Hayden Reid
- Full name: Hayden Brian Reid
- Born: 24 January 1978 (age 47)
- School: Te Puke High School
- University: University of Otago
- Occupation: Pastor

Rugby union career
- Position: Fullback / Centre / Wing

Senior career
- Years: Team / Apps / (Points)
- 2006–08: Rugby Viadana
- 2008–10: Rugby Roma

Provincial / State sides
- Years: Team / Apps / (Points)
- 1999–01: Otago / 32 / (60)
- 2002–03: North Harbour / 12 / (15)
- 2005–06: Bay of Plenty / 17 / (5)

Super Rugby
- Years: Team / Apps / (Points)
- 2001: Highlanders / 1 / (0)
- 2002: Blues / 2 / (0)

National sevens team
- Years: Team /  / Comps
- New Zealand 7s

= Hayden Reid =

Hayden Brian Reid (born 24 January 1978) is a New Zealand former professional rugby union player and rugby sevens international. He is now a Pastor with the Curate Church.

==Biography==
Reid was raised on a kiwifruit orchard in Te Puke and attended Te Puke High School.

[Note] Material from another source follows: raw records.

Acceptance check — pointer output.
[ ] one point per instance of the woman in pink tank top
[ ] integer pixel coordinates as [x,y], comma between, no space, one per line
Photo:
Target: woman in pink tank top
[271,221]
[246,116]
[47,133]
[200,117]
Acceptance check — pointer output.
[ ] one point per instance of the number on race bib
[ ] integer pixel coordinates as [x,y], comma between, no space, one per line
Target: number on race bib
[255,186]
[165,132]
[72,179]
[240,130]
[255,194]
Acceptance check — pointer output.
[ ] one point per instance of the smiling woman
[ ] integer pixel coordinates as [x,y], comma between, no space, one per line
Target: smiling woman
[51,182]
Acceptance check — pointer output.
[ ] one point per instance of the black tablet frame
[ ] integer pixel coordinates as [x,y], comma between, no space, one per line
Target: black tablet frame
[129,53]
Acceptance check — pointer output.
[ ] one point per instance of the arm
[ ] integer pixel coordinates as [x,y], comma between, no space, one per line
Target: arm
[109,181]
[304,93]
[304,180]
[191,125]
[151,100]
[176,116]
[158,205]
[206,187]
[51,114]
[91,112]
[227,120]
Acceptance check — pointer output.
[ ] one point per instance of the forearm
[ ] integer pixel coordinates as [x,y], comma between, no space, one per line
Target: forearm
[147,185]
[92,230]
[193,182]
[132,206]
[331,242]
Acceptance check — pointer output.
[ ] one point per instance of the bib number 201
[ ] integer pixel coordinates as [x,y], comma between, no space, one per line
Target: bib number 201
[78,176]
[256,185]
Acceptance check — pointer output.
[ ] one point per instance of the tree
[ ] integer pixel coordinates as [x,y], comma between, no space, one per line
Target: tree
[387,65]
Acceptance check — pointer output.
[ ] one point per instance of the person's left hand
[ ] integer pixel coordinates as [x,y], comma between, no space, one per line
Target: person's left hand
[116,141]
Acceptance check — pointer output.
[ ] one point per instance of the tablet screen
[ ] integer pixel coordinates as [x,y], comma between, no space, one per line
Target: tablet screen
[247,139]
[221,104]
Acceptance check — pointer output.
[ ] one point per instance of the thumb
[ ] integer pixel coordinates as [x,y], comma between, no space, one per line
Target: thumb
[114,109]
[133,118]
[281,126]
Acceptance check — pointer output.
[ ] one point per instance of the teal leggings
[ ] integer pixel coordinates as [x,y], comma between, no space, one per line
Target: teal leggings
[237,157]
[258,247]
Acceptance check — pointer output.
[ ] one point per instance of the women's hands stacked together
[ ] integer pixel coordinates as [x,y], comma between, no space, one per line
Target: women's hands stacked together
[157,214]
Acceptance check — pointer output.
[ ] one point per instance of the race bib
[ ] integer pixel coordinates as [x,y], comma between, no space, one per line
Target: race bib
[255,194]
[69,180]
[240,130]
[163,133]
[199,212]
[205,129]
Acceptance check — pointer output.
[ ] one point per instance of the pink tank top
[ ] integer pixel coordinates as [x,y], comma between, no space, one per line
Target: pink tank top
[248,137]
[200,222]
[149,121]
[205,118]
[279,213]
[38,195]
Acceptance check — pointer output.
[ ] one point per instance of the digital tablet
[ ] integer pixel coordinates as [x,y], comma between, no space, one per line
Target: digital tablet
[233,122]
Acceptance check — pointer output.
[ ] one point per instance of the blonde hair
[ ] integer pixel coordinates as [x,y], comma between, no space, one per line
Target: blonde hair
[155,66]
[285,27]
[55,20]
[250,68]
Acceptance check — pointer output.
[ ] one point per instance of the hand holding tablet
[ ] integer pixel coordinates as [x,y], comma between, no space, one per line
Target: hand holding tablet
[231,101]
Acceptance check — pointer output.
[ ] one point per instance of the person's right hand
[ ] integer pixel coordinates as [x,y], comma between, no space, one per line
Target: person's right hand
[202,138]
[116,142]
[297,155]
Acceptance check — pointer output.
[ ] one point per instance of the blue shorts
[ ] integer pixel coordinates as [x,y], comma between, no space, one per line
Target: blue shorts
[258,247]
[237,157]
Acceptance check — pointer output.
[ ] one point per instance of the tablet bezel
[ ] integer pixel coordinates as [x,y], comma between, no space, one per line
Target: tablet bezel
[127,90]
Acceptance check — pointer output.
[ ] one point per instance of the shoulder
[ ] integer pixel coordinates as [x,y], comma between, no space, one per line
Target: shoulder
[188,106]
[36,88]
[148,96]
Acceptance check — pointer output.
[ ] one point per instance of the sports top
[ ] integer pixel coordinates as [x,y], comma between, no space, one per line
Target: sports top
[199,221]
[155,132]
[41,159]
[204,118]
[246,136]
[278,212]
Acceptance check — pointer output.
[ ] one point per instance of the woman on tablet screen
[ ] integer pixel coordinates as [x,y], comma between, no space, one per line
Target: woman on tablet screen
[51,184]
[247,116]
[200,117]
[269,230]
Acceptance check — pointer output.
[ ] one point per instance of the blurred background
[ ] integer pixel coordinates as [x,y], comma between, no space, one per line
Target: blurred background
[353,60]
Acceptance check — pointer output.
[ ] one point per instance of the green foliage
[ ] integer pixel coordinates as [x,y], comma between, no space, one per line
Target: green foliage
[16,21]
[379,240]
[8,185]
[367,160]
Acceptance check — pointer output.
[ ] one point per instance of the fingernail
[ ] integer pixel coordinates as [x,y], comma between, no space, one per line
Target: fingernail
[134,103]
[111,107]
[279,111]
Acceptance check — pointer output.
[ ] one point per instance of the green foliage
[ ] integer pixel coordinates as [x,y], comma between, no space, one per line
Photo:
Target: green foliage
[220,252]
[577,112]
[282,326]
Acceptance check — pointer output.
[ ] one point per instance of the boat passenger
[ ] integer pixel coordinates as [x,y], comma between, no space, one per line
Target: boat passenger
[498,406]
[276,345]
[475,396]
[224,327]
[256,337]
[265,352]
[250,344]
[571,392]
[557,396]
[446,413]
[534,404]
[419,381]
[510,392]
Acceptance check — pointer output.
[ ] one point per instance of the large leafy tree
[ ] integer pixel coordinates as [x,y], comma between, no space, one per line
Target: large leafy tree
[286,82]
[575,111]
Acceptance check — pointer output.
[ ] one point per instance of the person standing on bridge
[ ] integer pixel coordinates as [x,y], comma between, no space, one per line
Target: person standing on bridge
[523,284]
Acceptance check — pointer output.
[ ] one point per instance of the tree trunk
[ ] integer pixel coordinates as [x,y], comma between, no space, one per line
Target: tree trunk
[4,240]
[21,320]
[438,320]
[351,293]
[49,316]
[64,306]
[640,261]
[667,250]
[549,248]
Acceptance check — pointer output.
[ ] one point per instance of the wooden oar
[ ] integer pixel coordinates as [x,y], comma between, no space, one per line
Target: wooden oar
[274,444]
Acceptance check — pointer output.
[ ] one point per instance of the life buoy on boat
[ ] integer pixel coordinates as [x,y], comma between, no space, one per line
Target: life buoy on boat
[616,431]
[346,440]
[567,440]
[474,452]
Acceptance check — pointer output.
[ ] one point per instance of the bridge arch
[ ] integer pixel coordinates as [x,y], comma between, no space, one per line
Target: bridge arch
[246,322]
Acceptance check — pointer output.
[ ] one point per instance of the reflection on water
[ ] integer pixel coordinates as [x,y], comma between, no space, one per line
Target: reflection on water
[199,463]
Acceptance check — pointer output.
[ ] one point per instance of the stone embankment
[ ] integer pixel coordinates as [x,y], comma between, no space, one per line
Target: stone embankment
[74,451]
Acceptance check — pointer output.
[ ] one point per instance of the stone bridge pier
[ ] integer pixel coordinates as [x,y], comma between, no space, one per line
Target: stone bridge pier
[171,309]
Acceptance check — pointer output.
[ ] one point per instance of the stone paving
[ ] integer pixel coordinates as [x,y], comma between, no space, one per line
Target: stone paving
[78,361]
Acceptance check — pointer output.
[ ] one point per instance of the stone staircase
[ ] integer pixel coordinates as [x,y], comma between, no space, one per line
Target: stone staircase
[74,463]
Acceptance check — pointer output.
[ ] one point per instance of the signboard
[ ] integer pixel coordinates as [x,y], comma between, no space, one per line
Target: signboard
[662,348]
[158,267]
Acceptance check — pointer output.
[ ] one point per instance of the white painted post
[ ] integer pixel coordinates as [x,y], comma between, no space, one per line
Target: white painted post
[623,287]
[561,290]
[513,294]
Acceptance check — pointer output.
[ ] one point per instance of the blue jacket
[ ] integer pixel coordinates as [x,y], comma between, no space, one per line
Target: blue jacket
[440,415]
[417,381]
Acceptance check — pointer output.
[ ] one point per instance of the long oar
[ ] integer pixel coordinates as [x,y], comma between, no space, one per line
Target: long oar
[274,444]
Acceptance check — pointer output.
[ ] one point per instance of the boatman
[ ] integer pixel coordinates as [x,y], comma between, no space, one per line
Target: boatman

A utility back, Reid began playing with Otago in 1999 after moving to Dunedin for university and he appeared once for the Highlanders during the 2001 Super 12 season. He returned to the north island in 2002 and played twice for the Blues while attached to North Harbour. After two years back home competing with the Bay of Plenty, Reid played professional rugby in Italy from 2006 to 2010, with two seasons each at Viadana and Roma.

Reid is a former maths teacher at Tauranga Boys College and has been a Pastor from 2014 to 2024 before returning to Tauranga Boys College.